In Gavin's case, Dr. Van Gompel focused his attention on the encephalocele and took out as little tissue as possible. "We did the most limited surgery first to see if it was successful and if not, plan B was to do a full temporal lobectomy," Dr. Britton says.
During the approximately three-hour procedure, Dr. Van Gompel took out the encephalocele as well as neighboring brain tissue. In place of the brain tissue he removed, Dr. Van Gompel placed a small piece of fat taken from Gavin's belly.
Finally seizure-free
Gavin remained in the hospital for nearly a week after surgery. Then, several weeks later, he returned to his local neurologist and, under his care, slowly began decreasing his medications one pill at a time.
"It's amazing when you go down from 30 pills to eight," Gavin says. "I don't know if there's a chance that I'll be off medications one day, but there's a shot. But if not, I've hit a big goal that I'm appreciative of."
"Gavin's passed a year threshold, which is a nice milestone, and I think things are looking very favorable."
Jeffrey Britton, M.D.
Because there is no way to predict how patients will do after brain surgery, each patient's treatment following the procedure is different. "There are a number of factors that go into a decision about whether you attempt to stop the medication or not," Dr. Britton says. "Some people do well for a while, and then start to break through. Usually if they make it past a year without a seizure, the chances of relapsing are quite a bit less.

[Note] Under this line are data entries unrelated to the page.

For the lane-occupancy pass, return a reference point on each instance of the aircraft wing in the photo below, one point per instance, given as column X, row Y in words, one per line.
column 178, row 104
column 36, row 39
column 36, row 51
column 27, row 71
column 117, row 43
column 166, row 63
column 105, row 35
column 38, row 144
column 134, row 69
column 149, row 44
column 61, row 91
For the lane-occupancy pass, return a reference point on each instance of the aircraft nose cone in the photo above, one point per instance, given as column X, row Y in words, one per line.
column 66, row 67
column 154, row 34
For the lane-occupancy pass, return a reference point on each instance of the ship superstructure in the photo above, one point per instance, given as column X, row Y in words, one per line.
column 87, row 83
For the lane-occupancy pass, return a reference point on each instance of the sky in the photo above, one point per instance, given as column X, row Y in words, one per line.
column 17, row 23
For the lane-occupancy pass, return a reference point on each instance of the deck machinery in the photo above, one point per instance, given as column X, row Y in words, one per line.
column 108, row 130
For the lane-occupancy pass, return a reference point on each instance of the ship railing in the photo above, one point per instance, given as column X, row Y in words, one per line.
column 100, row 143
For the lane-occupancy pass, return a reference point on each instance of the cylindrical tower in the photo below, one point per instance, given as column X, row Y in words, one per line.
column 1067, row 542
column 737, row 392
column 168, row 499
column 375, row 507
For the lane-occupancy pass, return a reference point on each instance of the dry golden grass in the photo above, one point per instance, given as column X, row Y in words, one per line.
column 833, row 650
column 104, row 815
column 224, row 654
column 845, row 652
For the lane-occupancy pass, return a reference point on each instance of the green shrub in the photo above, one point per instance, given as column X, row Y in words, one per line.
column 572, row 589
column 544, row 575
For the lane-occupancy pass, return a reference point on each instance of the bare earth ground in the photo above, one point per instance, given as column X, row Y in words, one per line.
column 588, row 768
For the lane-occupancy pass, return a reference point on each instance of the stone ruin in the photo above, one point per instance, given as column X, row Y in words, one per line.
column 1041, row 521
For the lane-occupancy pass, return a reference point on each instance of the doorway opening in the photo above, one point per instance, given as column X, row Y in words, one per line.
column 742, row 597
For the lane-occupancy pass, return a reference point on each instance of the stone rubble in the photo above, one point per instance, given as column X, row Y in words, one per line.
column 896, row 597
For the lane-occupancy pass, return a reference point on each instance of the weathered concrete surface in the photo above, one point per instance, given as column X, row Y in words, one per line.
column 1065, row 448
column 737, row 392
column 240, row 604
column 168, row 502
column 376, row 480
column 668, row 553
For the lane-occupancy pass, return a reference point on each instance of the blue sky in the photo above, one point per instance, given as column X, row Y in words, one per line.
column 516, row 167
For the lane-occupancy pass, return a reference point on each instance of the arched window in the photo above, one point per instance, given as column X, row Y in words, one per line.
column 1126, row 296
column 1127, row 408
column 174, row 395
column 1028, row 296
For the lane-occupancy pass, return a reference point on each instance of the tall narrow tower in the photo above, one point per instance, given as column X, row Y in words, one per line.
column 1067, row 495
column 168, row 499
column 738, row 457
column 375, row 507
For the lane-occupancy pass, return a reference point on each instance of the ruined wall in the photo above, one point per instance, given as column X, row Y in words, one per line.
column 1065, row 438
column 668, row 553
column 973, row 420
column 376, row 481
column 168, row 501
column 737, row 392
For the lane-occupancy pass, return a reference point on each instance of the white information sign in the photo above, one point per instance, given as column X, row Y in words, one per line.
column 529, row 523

Gavin's passed a year threshold, which is a nice milestone, and I think things are looking very favorable."
Gavin says the last seizure he experienced was the one during his February 2018 hospitalization. "My wife still gets kind of nervous if she hears something drop in the house or, by some chance, she hears me smacking my lips," Gavin says. "But since surgery, I've not had one episode, and God willing, let's keep that going."
HELPFUL LINKS
- Learn more about epilepsy and epilepsy surgery.
- Check out the departments of Neurology and Neurosurgery and Radiology.
- Connect with others talking about epilepsy on Mayo Clinic Connect.
- Explore Mayo Clinic.
- Request an appointment.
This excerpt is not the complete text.